SANDPOINT — The drinks flowed freely at Eichhardt’s Pub last Friday.
Visitors packed the restaurant’s upper room, moving from table tennis and shuffleboard tables to speak with other guests who had dropped by for the occasion. While the energy was high and the mood was celebratory, the party attendees came to commemorate the bittersweet end of an era. It was the last week of the Sandpoint Reader.
For Zach Hagadone and John Reuter, it was the end of a seven year road that defined their 20s. The two, along with fellow student Chris DeCleur had managed a college publication at the Albertson College of Idaho, now known as the College of Idaho. Hagadone said the three struck upon the idea of a Sandpoint-based alternative weekly newspaper after nearing or completing graduation.
“We thought we’d have no trouble running a newspaper because we’d done it in college, thinking running a student paper was analogous to running an actual paper,” Hagadone said.
While the notion started as speculation between Reuter and Hagadone regarding a post-graduation pursuit, the idea soon formed into something more solid. Hagadone began crunching some numbers and realized the project was indeed viable. Afterward, Reuter and Hagadone brought DeCleur to Sandpoint for a visit and ultimately convinced him to move over for the project. With that agreement, the Sandpoint Reader was born.
Reuter, DeCleur and Hagadone released their first issue of the Reader in December 2004. They only released one issue that year, but they were off to a good start — many of the advertisers that supported the first paper stuck around all the way to the last.
At the time, Reuter was still finishing up his college studies. That meant that once the holidays came to an end, he was back to school. While Hagadone and DeCleur manned the Sandpoint office, Reuter contributed articles from school.
“Every Wednesday I was in my room working on something for the Reader,” Reuter said.
After Reuter graduated from school, the team enjoyed an brief period where all three founding staff members worked the office. From May to September of 2005, Reuter, Hagadone and DeCleur lived and worked locally. Before long, however, both DeCleur and Hagadone took off to Boise for new opportunities, and it was Reuter’s turn to hold down the fort. He did so by himself until Hagadone returned in 2010.
“I’m not sure how John did it all by himself,” Hagadone said. “I don’t think he slept a lot.”
According to Reuter, the responsibility never became overwhelming thanks to plenty of help from the community.
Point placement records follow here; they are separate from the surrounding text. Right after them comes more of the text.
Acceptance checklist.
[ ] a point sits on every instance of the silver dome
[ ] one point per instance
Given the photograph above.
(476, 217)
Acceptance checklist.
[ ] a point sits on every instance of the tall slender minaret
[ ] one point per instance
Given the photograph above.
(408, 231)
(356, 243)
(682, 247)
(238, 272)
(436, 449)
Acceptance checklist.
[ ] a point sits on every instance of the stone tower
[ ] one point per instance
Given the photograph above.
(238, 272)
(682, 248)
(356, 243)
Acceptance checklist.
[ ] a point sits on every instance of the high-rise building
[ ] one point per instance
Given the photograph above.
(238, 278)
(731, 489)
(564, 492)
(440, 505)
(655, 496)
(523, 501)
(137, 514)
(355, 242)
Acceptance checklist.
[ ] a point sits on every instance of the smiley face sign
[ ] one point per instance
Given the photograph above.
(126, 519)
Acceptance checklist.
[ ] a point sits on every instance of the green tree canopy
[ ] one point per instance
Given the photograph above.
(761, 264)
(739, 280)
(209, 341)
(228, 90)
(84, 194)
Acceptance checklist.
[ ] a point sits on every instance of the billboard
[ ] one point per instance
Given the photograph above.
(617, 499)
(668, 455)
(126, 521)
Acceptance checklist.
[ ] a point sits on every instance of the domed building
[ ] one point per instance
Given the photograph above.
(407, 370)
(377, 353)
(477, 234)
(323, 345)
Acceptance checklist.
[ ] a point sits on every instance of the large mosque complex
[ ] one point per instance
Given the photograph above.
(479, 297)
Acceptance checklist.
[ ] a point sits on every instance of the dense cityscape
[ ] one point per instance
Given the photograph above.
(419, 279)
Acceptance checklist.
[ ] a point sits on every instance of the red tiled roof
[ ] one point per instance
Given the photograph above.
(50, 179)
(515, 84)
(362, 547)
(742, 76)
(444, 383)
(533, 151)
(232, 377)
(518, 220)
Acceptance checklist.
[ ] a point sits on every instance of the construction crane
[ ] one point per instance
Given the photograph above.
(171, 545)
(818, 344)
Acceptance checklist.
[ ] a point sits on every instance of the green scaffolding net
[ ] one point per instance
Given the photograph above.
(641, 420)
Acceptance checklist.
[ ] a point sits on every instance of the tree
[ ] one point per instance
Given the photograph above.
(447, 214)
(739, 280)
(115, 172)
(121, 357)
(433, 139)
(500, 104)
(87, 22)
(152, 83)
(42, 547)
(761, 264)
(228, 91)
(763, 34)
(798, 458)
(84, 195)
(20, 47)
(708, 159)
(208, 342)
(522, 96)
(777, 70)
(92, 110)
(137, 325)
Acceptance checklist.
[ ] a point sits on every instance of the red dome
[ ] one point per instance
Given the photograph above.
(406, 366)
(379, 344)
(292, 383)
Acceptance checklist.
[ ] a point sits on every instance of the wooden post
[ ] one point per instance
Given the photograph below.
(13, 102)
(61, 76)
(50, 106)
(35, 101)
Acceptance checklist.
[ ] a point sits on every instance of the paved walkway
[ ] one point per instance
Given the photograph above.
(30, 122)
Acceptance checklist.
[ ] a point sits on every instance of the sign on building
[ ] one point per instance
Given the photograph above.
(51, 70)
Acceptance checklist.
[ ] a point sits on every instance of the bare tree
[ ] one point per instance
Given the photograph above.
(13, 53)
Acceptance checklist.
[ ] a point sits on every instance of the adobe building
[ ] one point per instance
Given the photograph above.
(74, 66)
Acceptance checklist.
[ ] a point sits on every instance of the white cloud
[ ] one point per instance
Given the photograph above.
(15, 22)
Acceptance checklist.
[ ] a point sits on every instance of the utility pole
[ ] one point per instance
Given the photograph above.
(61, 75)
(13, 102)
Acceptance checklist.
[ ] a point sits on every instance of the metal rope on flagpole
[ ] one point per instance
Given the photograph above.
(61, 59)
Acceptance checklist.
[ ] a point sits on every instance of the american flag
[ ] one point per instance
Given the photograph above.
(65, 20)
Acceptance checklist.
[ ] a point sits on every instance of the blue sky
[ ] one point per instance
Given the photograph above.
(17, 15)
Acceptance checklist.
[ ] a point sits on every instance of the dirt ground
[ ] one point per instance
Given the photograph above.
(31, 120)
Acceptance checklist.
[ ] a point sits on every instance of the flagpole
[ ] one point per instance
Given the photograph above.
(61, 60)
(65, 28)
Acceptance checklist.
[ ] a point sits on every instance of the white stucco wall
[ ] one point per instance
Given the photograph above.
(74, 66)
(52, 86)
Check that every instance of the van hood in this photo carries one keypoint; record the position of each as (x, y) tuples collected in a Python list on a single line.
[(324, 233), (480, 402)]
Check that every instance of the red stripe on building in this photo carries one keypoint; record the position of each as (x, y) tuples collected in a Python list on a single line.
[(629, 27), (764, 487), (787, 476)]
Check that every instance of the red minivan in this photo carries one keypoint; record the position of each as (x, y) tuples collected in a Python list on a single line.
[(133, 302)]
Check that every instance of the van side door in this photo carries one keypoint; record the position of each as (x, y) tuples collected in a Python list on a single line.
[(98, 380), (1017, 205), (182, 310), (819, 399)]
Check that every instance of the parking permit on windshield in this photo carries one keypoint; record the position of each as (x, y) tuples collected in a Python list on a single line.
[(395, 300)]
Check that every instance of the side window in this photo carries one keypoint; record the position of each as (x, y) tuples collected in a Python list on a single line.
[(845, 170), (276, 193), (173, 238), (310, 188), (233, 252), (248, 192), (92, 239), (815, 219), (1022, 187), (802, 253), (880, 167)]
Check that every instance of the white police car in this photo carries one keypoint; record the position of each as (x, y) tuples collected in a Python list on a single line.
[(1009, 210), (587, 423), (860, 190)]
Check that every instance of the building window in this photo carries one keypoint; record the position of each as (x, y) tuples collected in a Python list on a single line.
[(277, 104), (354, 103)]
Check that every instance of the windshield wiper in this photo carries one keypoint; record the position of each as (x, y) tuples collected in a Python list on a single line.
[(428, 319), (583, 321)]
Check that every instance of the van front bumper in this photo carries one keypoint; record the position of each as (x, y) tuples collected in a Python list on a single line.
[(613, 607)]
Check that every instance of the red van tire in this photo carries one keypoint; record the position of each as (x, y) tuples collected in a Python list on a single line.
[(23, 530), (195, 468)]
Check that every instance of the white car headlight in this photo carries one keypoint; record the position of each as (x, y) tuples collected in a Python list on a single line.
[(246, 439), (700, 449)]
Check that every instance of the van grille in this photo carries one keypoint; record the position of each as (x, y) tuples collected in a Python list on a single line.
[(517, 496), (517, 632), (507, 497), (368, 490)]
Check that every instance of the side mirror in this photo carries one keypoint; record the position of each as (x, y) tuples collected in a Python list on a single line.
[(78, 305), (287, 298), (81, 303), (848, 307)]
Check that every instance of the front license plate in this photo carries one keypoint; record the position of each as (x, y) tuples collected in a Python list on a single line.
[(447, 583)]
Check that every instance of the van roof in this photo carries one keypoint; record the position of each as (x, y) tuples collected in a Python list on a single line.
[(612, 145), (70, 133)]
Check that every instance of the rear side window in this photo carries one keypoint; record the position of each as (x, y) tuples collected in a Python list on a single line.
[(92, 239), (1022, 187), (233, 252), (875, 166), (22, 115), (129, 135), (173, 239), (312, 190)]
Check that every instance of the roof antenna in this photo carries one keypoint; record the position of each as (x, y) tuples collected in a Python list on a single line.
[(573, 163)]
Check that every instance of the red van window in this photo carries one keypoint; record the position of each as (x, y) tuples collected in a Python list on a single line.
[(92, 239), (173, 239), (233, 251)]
Hagadone and Decleur also provided support from Boise.
“There might have been a few nights there where it felt a little lonely around the office, but I had a lot of people sending in pictures and support,” Reuter said.
Throughout its life span, the Sandpoint Reader staff aimed to provide a special focus on arts and culture, a distinct, occasionally irreverent tone and support for long-form journalism, with some stories throughout its history running several thousand words in length. Writers for the paper covered a diverse array of topics, including local artists and musicians, current events like the comprehensive plan or the Pend d’Oreille Bay Trail and features covering essential Sandpoint characteristics like its historic buildings. And while its mission always stayed the same, the publication did make subtle tonal changes based on who was managing the office and where the contributors were in life.
“I think the paper matured as we did,” Hagadone said.
Within its seven-year run, the Reader was a common sight at the coffee shops, restaurants and public buildings around town. However, as always, life intervened when Reuter accepted a position in Boise as the executive director of Conservation Voters for Idaho.
“In a way, I’m doing much the same thing here as I did at the Reader,” Reuter said. “I’m promoting the things that people love about Idaho and trying to preserve them.”
Meanwhile, Hagadone is looking forward to an even bigger life change as he and his wife anticipate their first child. He plans to freelance as a writer for the present, leaving him open for new opportunities in the future.
Although it might be gone, the Sandpoint Reader’s back issues stand as a testament to what individuals with passion and a vision can accomplish with a strong community behind them.
“We are just filled with thanks for Sandpoint and have so much gratitude for everyone that’s supported us,” Reuter said. “We wouldn’t have made it past the first issue if it weren’t for that help.”